In July this year, Hasan Ali Khan’s lawyers will be applying for a bail application for him one again — this time, with fresh hopes. This would be the seventh bail plea for Khan, the Pune-based stud farm owner and alleged hawala operator who faces charges of money laundering and tax evasion.
While six bail applications have been rejected so far since Khan’s arrest in 2011 from his home here, what has raised his hopes this time is the government’s acknowledgment that the probe is heading nowhere. The Indian Express had on Wednesday reported that the government has little hope of winning any of the Income Tax cases or appeals pending before various authorities against Khan. His lawyers believe the government’s admission is the final blow to “the shrinking substance” in the case against him.
“We have always been saying the case is based on false documents. The report just reiterates our stand. We now plan to apply for fresh bail in July,” Khan’s counsel Nand Kishore said on Wednesday. The case began with the Enforcement Directorate (ED) claiming that Khan had illegally parked $8 billion (Rs 36,000 crore) in the Union Bank of Switzerland (UBS). ED’s claim was based on a letter written by UBS AG to Khan on December 8, 2006.

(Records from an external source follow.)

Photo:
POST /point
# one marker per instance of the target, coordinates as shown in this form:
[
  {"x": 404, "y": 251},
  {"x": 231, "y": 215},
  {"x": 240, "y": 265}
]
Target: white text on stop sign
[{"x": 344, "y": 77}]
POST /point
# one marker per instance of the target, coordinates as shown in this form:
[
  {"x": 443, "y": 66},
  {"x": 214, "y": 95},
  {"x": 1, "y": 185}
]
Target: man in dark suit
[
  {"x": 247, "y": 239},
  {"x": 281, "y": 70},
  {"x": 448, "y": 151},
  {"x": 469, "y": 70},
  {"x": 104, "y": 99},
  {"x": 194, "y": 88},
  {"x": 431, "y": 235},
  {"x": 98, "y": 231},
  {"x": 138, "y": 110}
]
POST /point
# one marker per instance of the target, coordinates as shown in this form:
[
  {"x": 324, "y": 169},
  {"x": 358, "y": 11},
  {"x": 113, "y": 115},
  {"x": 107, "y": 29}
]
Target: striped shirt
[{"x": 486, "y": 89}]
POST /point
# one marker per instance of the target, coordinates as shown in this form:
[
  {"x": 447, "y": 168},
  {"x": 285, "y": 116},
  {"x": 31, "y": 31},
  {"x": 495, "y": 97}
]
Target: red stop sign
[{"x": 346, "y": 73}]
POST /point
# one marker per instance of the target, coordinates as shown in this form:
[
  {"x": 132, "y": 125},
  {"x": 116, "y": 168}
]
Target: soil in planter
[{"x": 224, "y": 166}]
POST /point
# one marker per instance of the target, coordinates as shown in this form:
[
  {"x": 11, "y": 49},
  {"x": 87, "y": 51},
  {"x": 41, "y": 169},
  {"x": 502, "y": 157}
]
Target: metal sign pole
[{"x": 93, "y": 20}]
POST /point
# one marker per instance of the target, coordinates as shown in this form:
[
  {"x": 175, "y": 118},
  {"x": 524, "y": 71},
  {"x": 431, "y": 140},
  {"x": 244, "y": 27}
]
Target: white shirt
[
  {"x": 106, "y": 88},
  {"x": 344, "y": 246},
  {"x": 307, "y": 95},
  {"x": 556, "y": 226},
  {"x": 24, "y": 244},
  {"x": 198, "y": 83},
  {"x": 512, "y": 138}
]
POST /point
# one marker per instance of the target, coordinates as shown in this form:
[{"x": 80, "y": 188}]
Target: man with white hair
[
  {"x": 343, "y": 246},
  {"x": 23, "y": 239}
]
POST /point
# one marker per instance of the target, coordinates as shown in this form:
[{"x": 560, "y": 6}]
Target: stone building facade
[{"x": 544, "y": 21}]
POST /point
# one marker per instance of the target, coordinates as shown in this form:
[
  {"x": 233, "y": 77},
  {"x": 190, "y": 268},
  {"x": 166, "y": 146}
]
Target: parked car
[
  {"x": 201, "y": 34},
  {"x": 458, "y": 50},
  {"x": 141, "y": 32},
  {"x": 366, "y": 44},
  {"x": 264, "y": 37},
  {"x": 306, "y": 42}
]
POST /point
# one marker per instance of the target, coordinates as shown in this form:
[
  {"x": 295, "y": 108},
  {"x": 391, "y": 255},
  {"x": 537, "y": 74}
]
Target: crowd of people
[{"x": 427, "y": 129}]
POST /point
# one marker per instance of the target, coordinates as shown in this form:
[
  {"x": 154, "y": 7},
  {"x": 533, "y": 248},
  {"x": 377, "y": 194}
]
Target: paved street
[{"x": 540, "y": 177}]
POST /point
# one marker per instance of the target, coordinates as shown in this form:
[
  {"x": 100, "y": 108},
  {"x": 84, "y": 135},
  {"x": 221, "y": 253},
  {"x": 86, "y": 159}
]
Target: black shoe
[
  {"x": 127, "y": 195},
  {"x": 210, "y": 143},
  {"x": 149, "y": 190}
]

In a fax to Letter Rogatory by the Embassy of India, Berne, Swiss Federal Office of Justice dismissed this allegation saying the December 8, 2006, letter was forged. In reply to Khan’s bail application in a sessions court, ED on April 23, 2012, admitted that Khan’s offence was “money laundering of US$ 93.7 million” — 85 times lesser than the figure of $8 billion.
ED had also claimed that Khan had “millions of USD” in three accounts — 206-794’786 (in the name of Khan’s wife Rheema Abbas with Hasan Ali Khan as the power of attorney), 206-789’758 and 206-790’786 (both in the name of Khan) — all opened on July 30, 2001.

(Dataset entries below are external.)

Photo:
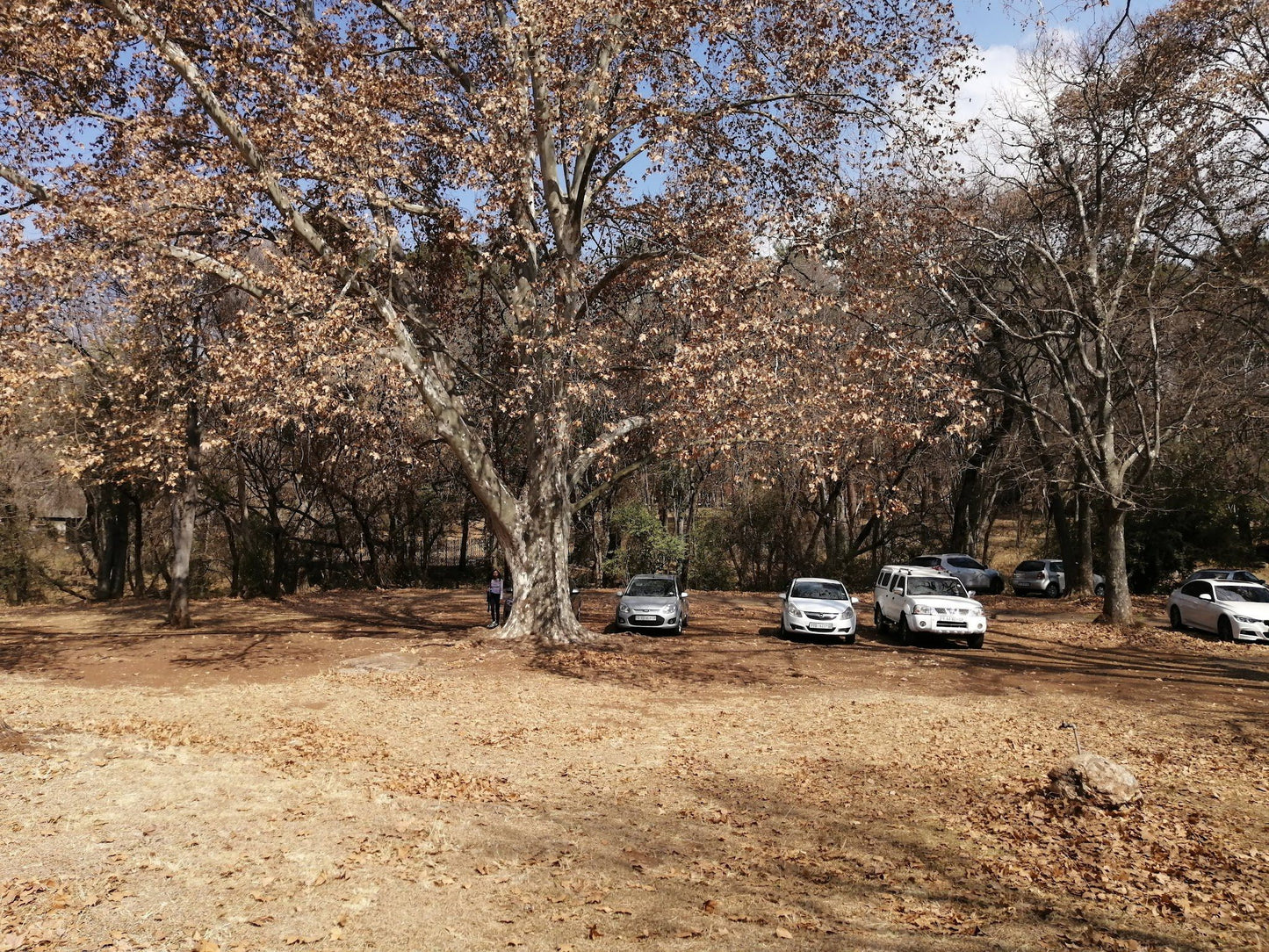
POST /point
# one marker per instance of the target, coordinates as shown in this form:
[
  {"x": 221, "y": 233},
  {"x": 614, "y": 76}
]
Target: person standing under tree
[{"x": 494, "y": 597}]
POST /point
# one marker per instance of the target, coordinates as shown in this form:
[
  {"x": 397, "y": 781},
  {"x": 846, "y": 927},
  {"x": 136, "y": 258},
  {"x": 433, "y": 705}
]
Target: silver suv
[
  {"x": 1047, "y": 576},
  {"x": 972, "y": 574}
]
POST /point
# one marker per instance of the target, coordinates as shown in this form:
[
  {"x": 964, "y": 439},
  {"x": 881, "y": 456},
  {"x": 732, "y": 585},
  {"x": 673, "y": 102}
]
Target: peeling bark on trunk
[
  {"x": 183, "y": 510},
  {"x": 536, "y": 547}
]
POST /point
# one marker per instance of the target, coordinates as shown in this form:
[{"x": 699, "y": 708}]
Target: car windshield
[
  {"x": 1241, "y": 593},
  {"x": 818, "y": 589},
  {"x": 935, "y": 587},
  {"x": 652, "y": 588}
]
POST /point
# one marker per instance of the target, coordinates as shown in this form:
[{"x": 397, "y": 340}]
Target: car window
[
  {"x": 818, "y": 589},
  {"x": 650, "y": 588},
  {"x": 1241, "y": 593},
  {"x": 935, "y": 587}
]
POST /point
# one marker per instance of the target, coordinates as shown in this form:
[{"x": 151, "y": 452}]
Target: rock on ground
[
  {"x": 1092, "y": 777},
  {"x": 391, "y": 661}
]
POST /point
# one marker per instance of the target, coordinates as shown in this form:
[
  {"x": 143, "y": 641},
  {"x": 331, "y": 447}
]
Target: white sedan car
[
  {"x": 1237, "y": 610},
  {"x": 818, "y": 607}
]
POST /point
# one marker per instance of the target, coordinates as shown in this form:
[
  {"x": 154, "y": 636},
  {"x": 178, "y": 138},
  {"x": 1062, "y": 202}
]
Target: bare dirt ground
[{"x": 242, "y": 787}]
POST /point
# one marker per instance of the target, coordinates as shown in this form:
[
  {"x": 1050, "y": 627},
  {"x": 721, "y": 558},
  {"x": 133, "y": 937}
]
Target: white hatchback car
[
  {"x": 1237, "y": 610},
  {"x": 818, "y": 607}
]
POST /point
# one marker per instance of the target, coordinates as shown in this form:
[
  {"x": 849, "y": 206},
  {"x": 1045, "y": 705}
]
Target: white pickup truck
[{"x": 918, "y": 601}]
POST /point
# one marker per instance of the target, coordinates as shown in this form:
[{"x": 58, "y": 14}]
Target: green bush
[
  {"x": 646, "y": 546},
  {"x": 710, "y": 564}
]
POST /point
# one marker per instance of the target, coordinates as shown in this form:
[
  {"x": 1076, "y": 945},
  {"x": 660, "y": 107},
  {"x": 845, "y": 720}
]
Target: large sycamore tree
[{"x": 359, "y": 169}]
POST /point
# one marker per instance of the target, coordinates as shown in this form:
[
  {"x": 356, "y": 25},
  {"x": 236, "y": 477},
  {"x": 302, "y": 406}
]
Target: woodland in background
[{"x": 1069, "y": 335}]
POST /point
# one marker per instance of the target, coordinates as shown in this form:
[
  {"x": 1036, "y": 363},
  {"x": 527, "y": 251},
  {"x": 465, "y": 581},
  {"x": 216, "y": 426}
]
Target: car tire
[{"x": 1223, "y": 629}]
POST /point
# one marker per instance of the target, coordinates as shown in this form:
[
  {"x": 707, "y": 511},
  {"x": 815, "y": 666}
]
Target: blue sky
[{"x": 1003, "y": 28}]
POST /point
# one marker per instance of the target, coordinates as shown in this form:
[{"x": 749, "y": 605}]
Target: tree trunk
[
  {"x": 184, "y": 508},
  {"x": 1084, "y": 581},
  {"x": 113, "y": 565},
  {"x": 1117, "y": 606},
  {"x": 139, "y": 573},
  {"x": 1066, "y": 547},
  {"x": 537, "y": 549},
  {"x": 466, "y": 533}
]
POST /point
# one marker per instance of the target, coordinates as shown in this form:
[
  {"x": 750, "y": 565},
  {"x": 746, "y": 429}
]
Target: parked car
[
  {"x": 653, "y": 603},
  {"x": 972, "y": 574},
  {"x": 1237, "y": 610},
  {"x": 1225, "y": 575},
  {"x": 818, "y": 607},
  {"x": 915, "y": 599},
  {"x": 1047, "y": 576}
]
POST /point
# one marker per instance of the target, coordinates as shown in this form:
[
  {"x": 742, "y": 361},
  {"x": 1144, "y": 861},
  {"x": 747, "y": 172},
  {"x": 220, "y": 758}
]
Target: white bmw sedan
[
  {"x": 818, "y": 607},
  {"x": 1237, "y": 610}
]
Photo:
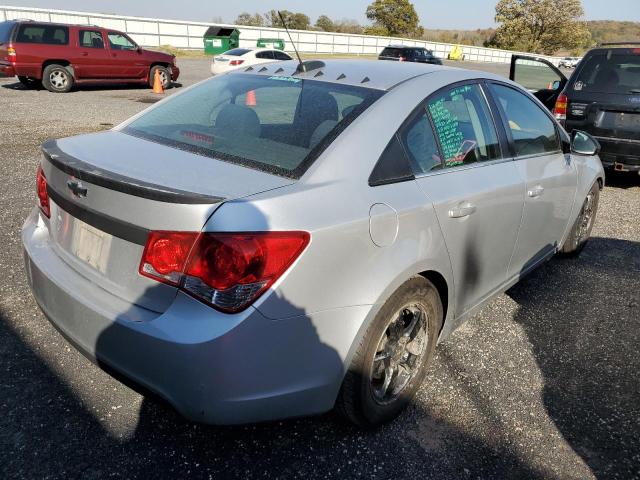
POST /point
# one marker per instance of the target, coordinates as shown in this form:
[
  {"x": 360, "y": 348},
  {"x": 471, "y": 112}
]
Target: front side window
[
  {"x": 91, "y": 39},
  {"x": 47, "y": 34},
  {"x": 117, "y": 41},
  {"x": 464, "y": 126},
  {"x": 533, "y": 132},
  {"x": 275, "y": 124}
]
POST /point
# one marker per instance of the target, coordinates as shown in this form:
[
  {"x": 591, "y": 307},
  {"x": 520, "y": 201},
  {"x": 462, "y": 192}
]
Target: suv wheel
[
  {"x": 30, "y": 82},
  {"x": 581, "y": 230},
  {"x": 165, "y": 76},
  {"x": 393, "y": 356},
  {"x": 57, "y": 78}
]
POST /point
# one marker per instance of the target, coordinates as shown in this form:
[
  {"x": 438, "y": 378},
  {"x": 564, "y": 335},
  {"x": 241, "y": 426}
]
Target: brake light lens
[
  {"x": 228, "y": 271},
  {"x": 560, "y": 110},
  {"x": 43, "y": 195}
]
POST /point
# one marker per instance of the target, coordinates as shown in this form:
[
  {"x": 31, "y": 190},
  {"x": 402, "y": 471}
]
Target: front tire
[
  {"x": 391, "y": 361},
  {"x": 581, "y": 230},
  {"x": 57, "y": 78}
]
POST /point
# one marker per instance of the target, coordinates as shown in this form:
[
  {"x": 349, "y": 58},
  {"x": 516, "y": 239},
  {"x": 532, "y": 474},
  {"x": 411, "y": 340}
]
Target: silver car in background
[{"x": 281, "y": 241}]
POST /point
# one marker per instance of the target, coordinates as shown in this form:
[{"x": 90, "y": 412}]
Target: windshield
[
  {"x": 275, "y": 124},
  {"x": 616, "y": 73}
]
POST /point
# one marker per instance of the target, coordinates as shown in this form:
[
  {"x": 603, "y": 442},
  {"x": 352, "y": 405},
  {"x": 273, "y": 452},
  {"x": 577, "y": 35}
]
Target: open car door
[{"x": 539, "y": 76}]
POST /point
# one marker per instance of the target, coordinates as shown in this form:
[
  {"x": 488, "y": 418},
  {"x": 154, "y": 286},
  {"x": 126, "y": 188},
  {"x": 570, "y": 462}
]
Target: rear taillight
[
  {"x": 228, "y": 271},
  {"x": 43, "y": 195},
  {"x": 560, "y": 110}
]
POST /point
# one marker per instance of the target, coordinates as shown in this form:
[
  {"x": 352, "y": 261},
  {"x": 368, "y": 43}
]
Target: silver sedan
[{"x": 283, "y": 240}]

The UBS AG in a report dated October 30, 2007, however, said while Rheema Abbas’s account was funded with “USD 61,031.30 cash on 15 August 2001 of which USD 60,700 was transferred out by wire transfer to third party individual (i.e. not Mr Khan or his family members) to an account at a bank in the United Arab Emirates on the same day”, the other two accounts “were never funded and there were no transactions of any kind” and “were “closed on October 17, 2011” within three-and-a- half months.
On December 28, 2007, the UBS AG wrote to S K Panda, Special Director, ED, saying UBS AG “remains convinced that the serious allegations that Hasan Ali Khan laundered massive sums through UBS, including involvement with notorious arms dealer Adnan Khashoggi, remain baseless.as such we reject the allegations that Hasan Ali Khan has or had millions of US$ in accounts with us whether in Switzerland or in Singapore or millions of US$ in AAA (bonds) or other type of securities and we also reject that Hasan Ali Khan received hundreds of millions of US$ in proceeds from Adnan Khashoggi via UBS”.

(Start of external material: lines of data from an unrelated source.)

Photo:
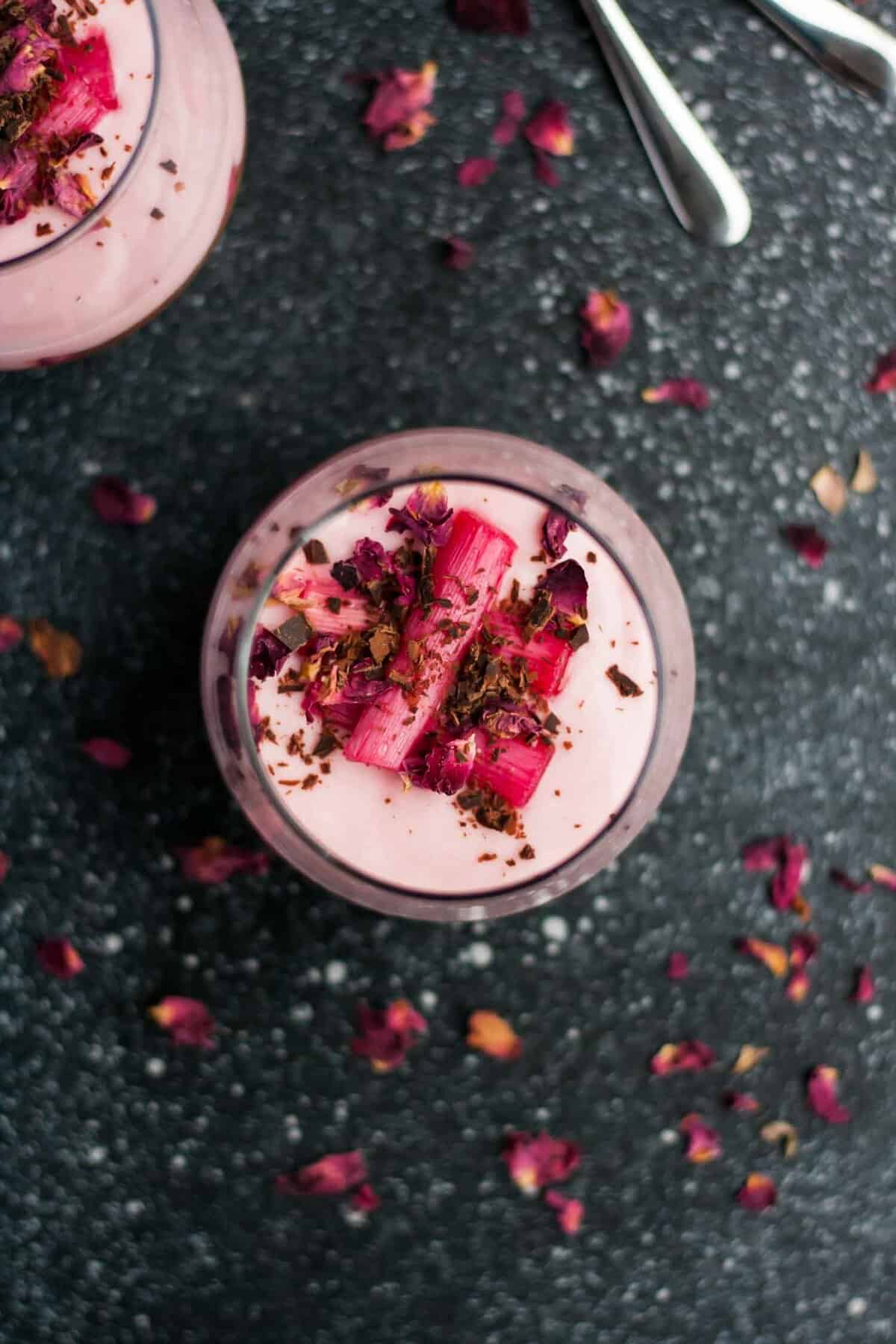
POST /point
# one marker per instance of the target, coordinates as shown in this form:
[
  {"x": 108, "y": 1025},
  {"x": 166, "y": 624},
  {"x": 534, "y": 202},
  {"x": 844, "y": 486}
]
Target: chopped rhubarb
[
  {"x": 328, "y": 606},
  {"x": 467, "y": 577},
  {"x": 546, "y": 653},
  {"x": 517, "y": 771}
]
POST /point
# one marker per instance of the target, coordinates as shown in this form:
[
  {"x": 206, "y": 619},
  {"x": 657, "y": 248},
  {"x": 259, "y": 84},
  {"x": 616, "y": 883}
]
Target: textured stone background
[{"x": 137, "y": 1201}]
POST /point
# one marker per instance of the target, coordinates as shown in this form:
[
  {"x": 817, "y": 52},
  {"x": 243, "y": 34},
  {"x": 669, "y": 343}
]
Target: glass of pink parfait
[
  {"x": 122, "y": 134},
  {"x": 449, "y": 675}
]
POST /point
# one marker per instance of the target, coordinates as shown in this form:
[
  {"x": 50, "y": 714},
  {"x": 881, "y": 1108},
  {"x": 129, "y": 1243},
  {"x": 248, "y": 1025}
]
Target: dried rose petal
[
  {"x": 758, "y": 1192},
  {"x": 386, "y": 1035},
  {"x": 864, "y": 476},
  {"x": 781, "y": 1132},
  {"x": 458, "y": 253},
  {"x": 366, "y": 1201},
  {"x": 332, "y": 1175},
  {"x": 536, "y": 1160},
  {"x": 679, "y": 965},
  {"x": 11, "y": 633},
  {"x": 514, "y": 112},
  {"x": 474, "y": 172},
  {"x": 864, "y": 989},
  {"x": 186, "y": 1021},
  {"x": 555, "y": 530},
  {"x": 821, "y": 1092},
  {"x": 117, "y": 503},
  {"x": 680, "y": 391},
  {"x": 494, "y": 16},
  {"x": 606, "y": 327},
  {"x": 742, "y": 1102},
  {"x": 748, "y": 1057},
  {"x": 215, "y": 860},
  {"x": 570, "y": 1211},
  {"x": 703, "y": 1144},
  {"x": 808, "y": 542},
  {"x": 551, "y": 131},
  {"x": 682, "y": 1057},
  {"x": 848, "y": 883},
  {"x": 798, "y": 987},
  {"x": 111, "y": 754},
  {"x": 494, "y": 1035},
  {"x": 884, "y": 376},
  {"x": 60, "y": 959},
  {"x": 60, "y": 653},
  {"x": 395, "y": 113},
  {"x": 768, "y": 953},
  {"x": 830, "y": 490},
  {"x": 882, "y": 875}
]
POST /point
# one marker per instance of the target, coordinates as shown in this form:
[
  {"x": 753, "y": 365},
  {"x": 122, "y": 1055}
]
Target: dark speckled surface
[{"x": 137, "y": 1196}]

Though the replies had been in possession of ED since 2007, the agency apparently produced them in the court only on May 25, 2012. In the chargesheet filed by ED before a special court in 2011, it had been alleged that Khan used a forged passport to travel to Singapore in 1997 for opening a bank account with Singapore Banking Corporation (SBC).
“(The) Said account was used to transfer USD 93 million from UBS Switzerland to SBC, Singapore. The said amount was brought to India through hawala route,” said the chargesheet. UBS, however, always said “whilst UBS was targeted by Khan from 1987 until 2001for using UBS for his fraudulent activities, UBS nevertheless managed to avoid substantive dealings with Mr Khan”.
The same chargesheet further books Khan for another offence of “theft of a diamond at Salarjung Museum, Hyderabad”, and selling the same “in the international market for USD 700,000 and laundered the same to Barclay’s bank in the name of S K Financials, a front company”.
Kalidas, Deputy Commissioner of Police, Detective Division, Hyderabad Police, however, told The Indian Express that no diamond was ever stolen from Salarjung Museum till date. M Veerender, Public Information Officer of Salarjung Museum, too, said no diamond had ever been stolen from the museum and that there was no diamond in the museum.